Aung San Suu Kyi will reportedly appeal a court ruling to award her estranged American brother half-ownership of the two-story lakeside villa in which she lived during her 15 years under house arrest.
The district court in the Myanmar capital, Yangon, decided that Aung San Oo had inheritance rights to the property, the Associated Press cited Suu Kyi’s lawyer Nyan Win as saying.
As a result, Suu Kyi faces eviction from the property, situated on Yangon’s Inya Lake, one of the city's prime residential locations, according to the Guardian.
Suu Kyi and Aung San Oo, a US citizen living in California, have been locked in a legal dispute over the property since 2000.

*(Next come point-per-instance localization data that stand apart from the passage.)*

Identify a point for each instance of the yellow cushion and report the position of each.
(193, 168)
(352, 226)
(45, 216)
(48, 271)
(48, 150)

The Myanmar government gave the two-acre strip of land to Suu Kyi's mother, Khin Kyi, in 1947 after Gen. Aung San, the founding leader of independent Myanmar and Suu Kyi's father, was assassinated.
Khin Kyi died in 1988, while Aung San Suu Kyi was nursing her on the property.
In 2000, Aung San Oo launched a High Court case to establish his inheritance rights as the oldest child of Aung San, who was revered by pro-democracy campaigners and the country's military leaders alike, according to London's Daily Telegraph.
According to several reports, Aung San Oo disagrees with Suu Kyi’s political views and may have been sympathetic to the former military junta, which ceded power last year after elections.
Although he made almost annual trips home, Aung San Oo never visited Suu Kyi at the property during her confinement there.